The US economy has recovered after a weak start to the year. GDP is back in the black.

After one weak quarter, the world's largest economy recorded growth again solid growth. However, the structure of the United States' gross domestic product remains remained distorted by the impact of President Trump's tariff wars.

In the second quarter of 2025, the gross domestic product of the United States The United States recorded a 3.0% increase in annualized approach – according to preliminary estimates published by the government's Bureau of Economic Analysis (BEA). A quarter earlier the world's largest economy contracted at an annualized rate of 0.5% .
This was a result that clearly exceeded the expectations of economists increase by 2.4%. But the model The Atlanta Fed assumed that the annualized growth of the United States' GDP in In the second quarter, it will reach 2.9%. This time, the model proved better than the people.


It should be noted here that the Americans present the dynamics GDP differently than Europeans - they annualize short-term data, i.e. convert them into year-round values. In short, the monthly value is multiplied 12 times, and the quarterly rate 4 times. We wrote more about this in text "What is annualized GDP? We explain."
AdvertisementIf we counted "in European terms" we would write that the American GDP recorded an increase of 0.73% compared to the previous quarter and was almost 2.0% higher than in the second quarter of 2024.
Data distorted by customs dutiesWe also have to take into account the fact that these were two very unusual quarters for the world's largest economy. Since the end of last year American business was preparing for the entry into force of high tariffs imports imposed by President Trump's administration. As a result, in I quarter saw increased imports, which reduced GDP growth. At the same time, in stocks were growing at a crazy pace.
However, in the previous quarter, BEA statisticians recorded over 30% annualized decline in import value after 37.9% increase in first three months of 2025. At the same time, investment demand (comprising which also includes the change in inventories) shrank at an annualized rate of 15.6% after a 23.8% jump in the previous quarter. Consumption was much more stable, which grew at a rate of 1.4% after a 0.5% increase in the previous quarter. In both cases, however, these results were significantly weaker than in the previous few quarters.
For the second quarter in a row, the composition was also very unusual of US GDP. Private consumption added 0.98 percentage points to the annualized GDP growth (compared to 0.31 percentage points a quarter earlier). Net exports added almost five percentage points after it subtracted 4.6 percentage points in Q1. Change in inventories subtracted 3.2 percentage points after as in the first quarter it contributed as much as 2.6 percentage points.

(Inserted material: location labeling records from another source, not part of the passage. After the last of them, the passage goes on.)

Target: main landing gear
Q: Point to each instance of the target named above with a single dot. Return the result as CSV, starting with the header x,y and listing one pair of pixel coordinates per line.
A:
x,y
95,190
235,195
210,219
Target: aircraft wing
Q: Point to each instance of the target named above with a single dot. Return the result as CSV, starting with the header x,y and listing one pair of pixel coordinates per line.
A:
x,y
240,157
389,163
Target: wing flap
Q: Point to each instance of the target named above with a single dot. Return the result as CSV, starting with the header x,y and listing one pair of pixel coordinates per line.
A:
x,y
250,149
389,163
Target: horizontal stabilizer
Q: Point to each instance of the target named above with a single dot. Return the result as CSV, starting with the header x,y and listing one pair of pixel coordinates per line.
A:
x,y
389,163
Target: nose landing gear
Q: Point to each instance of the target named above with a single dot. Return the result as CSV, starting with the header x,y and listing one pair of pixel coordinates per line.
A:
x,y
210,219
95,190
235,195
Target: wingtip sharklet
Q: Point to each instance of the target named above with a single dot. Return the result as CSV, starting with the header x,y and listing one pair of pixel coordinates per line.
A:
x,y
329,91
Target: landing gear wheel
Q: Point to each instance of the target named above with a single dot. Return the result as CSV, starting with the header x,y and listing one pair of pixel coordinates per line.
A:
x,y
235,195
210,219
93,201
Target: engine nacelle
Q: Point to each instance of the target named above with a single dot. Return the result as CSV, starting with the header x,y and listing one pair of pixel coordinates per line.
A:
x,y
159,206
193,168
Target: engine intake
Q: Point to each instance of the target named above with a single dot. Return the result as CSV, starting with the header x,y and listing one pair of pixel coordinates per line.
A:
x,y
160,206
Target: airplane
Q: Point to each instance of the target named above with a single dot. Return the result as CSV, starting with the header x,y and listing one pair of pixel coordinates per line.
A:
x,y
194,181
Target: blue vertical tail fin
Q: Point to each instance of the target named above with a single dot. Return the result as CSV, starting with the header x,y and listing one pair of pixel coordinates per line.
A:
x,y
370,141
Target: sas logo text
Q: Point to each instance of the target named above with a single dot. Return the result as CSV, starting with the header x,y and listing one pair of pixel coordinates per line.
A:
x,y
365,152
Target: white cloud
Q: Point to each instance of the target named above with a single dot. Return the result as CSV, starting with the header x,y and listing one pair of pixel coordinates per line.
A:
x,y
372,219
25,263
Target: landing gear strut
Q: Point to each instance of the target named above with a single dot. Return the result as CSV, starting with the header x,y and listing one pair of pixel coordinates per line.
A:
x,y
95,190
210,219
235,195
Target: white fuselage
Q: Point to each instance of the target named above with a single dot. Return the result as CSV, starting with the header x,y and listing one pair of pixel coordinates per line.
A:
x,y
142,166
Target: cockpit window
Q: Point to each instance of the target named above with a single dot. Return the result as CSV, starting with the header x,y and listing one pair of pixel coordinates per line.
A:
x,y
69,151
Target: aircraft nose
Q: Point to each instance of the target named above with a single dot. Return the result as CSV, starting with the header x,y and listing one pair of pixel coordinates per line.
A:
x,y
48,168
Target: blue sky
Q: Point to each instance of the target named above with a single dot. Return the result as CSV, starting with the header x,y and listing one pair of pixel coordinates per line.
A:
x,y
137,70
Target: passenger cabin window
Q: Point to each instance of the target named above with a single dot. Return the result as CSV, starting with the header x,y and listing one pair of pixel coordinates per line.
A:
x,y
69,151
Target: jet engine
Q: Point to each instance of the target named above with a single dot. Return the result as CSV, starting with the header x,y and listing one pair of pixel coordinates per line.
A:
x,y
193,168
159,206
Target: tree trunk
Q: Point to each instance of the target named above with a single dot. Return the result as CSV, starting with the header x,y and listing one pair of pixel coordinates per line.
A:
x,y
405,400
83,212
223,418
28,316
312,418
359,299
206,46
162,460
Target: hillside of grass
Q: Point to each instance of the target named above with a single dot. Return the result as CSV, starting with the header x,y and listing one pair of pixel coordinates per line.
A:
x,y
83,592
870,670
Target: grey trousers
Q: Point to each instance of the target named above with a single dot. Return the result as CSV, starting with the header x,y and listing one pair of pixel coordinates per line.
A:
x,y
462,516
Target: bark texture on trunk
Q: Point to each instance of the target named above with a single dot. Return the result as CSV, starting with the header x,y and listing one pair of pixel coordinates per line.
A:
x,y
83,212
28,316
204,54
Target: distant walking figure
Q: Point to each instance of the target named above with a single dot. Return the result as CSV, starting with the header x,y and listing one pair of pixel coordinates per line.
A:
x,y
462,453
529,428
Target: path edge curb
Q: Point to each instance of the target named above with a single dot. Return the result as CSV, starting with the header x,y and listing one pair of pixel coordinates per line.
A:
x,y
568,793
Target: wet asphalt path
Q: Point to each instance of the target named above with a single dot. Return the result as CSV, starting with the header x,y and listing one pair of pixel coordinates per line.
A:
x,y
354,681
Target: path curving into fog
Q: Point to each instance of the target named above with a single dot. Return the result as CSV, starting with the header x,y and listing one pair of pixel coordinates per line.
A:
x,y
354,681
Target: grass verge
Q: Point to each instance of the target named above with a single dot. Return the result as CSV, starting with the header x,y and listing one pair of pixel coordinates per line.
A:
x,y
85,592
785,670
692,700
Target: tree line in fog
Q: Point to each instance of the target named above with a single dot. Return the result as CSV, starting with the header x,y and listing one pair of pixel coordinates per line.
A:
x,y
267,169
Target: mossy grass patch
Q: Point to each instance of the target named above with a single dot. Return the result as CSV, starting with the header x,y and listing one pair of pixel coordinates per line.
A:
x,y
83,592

Corporate investments added less than 0.1 percentage point, while public spending added another 0.1 percentage point.
GDP deflator - the broadest measure of prices in the economy, covering not only consumption, but also the prices of investment goods, industrial or construction – decreased in the second quarter to 2.0% compared to 3.8% recorded a quarter earlier. This was a lower-than-expected result. by economists 2.2%. But the base deflation of consumer spending (PCE) core) recorded in the entire quarter annualized growth of 2.5% compared to the expected 2.3% (and 3.5% in Q1).